Двадцать четвертого октября в МХТ идет премьера пьесы Горького «Дети солнца», на которую так рассчитывал Станиславский. Он любовно работал над партитурой спектакля, воплощал многочисленные подробности жизни, смаковал их, сгущал: слуги моют не мелкий предмет, но тарантас, лошадь стоит на заднем плане, живая собака гремит цепью. Тут же варится варенье в медном тазу — кажется, пахнет вареньем, котлетами, дегтем для смазки тарантаса. Эта детальная истовая реальность вызывает не благодарность — раздражение автора: «Возятся они с пьесой до одичания… Станиславский не утерпел и ввел еще одно действующее лицо — лошадь во 2-м акте. Протестую!»

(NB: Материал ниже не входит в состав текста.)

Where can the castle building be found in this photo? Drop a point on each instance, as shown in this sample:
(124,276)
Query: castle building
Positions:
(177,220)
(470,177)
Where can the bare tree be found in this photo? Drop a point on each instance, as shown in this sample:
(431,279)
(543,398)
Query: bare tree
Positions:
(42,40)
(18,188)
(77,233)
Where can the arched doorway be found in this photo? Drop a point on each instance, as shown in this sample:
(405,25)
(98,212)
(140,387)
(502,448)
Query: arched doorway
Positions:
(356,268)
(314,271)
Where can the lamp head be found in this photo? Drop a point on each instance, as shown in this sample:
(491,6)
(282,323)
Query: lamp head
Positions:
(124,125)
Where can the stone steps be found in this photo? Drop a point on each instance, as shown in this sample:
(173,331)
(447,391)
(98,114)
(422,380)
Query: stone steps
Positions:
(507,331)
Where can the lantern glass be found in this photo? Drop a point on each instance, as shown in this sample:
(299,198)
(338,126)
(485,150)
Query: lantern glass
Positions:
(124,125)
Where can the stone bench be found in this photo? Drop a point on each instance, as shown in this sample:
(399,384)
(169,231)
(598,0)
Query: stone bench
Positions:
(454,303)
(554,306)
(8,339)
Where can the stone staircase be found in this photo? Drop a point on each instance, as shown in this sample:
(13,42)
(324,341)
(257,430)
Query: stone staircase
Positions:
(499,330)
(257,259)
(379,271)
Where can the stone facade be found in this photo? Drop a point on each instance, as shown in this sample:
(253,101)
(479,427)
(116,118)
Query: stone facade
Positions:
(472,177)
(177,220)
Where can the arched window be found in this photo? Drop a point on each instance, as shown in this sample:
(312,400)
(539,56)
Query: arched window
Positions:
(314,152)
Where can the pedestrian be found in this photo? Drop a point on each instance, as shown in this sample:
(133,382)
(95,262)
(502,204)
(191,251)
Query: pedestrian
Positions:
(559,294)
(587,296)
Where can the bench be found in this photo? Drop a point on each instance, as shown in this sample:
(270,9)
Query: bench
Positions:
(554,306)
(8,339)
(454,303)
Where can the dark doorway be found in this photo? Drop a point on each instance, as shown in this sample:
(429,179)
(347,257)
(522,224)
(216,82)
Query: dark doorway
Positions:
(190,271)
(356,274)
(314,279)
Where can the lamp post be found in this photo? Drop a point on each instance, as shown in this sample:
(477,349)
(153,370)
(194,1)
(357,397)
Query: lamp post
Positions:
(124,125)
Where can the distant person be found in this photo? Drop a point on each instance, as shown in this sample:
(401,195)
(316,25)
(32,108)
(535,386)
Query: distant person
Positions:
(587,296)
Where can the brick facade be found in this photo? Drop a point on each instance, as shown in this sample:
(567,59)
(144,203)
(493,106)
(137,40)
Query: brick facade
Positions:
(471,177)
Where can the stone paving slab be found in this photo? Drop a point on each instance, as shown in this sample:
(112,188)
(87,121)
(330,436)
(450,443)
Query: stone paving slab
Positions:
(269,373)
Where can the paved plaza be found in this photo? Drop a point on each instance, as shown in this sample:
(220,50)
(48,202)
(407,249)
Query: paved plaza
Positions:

Протест автора принят режиссером: в спектакле лошадь и собака, конечно, отсутствуют, подробности несколько затушеваны, но основой сценического решения остается подробное изложение событий пьесы. Гримы и мизансцены Станиславского настолько правдивы, что, как известно, зрители принимают актеров за тех реальных черносотенцев, которые грозят истребить всю московскую интеллигенцию. Но отношение к этим событиям, осмысление их, предлагаемое Горьким, почти не пробивается в сценическом решении (разве что носовой платок, которым профессор отмахивается от погромщиков, — ироническая, точная деталь). Поэтому и спектакль, на который столько надежд возлагал Станиславский, над которым работал он так увлеченно, вызывает не радость открытия, по разочарование автора, зрителей — театр в этом спектакле не является «учителем общества», он беднее жизни, беднее пьесы Горького.
Рядом с афишами «Детей солнца» появляются на московских улицах афиши, извещающие об открытии Театра-Студии на углу Поварской и Мерзляковского переулка. Уже проданы билеты на первые спектакли, уже объявлен репертуар на будущее. В последних репетициях должны окончательно наладиться спектакли. Мечется в тоске белокурый Тентажиль, фрейлины и знатные дамы из «Шлюка и Яу» вышивают бесконечную ленту в беседке-боскете.
Участница Студии Веригина вспоминала эти репетиции в октябре 1905 года:
«Константин Сергеевич принимал в репетициях большое участие, воодушевляясь и приводя всех в восторг. Мы получили от него также ценнейшие указания, как надо держаться и носить костюм.
В третьей картине, когда дамы сидят в боскетных беседках и вышивают одну широкую ленту, длинная полоса ткани лежала у нас на коленях. По указанию Станиславского, мы вышивали условным движением, с сентиментальной грацией поднимая и отводя кисть в сторону, причем каждый раз поворачивали слегка склоненную голову в ту же сторону и бросали взгляд на иголку. Это был очаровательный блик, выражавший манерность, присущую дамам в преувеличенных кринолинах и париках, напоминавших фантастические облачные башни.
На одной из репетиций Константин Сергеевич совершенно замечательно показывал Максимову, как играть роль владельца замка Ранда. Станиславский стоял на сцене и быстрым грациозным движением кисти вынимал из бокового кармана платок, подносил его к губам, опять прятал, делал изысканный поклон, с воображаемой шляпой в руке, и мне казалось, что я вижу снова Коклена-старшего или, может быть, другого такого же блестящего его соотечественника».
Иногда фрейлинам приходится вышивать при свечах: в Москве снова начинаются перебои с электричеством, пустеют улицы, гулко цокают копыта конных казачьих разъездов. Недавние обещания «манифеста» перечеркнуты и забыты правительством: снова множатся аресты, снова гулки выстрелы на московских улицах, совсем недалека от Поварской рабочая Пресня, а на Поварской фрейлины все вышивают бесконечную ленту и веселые пьяницы Шлюк и Яу дивятся роскоши герцогского замка.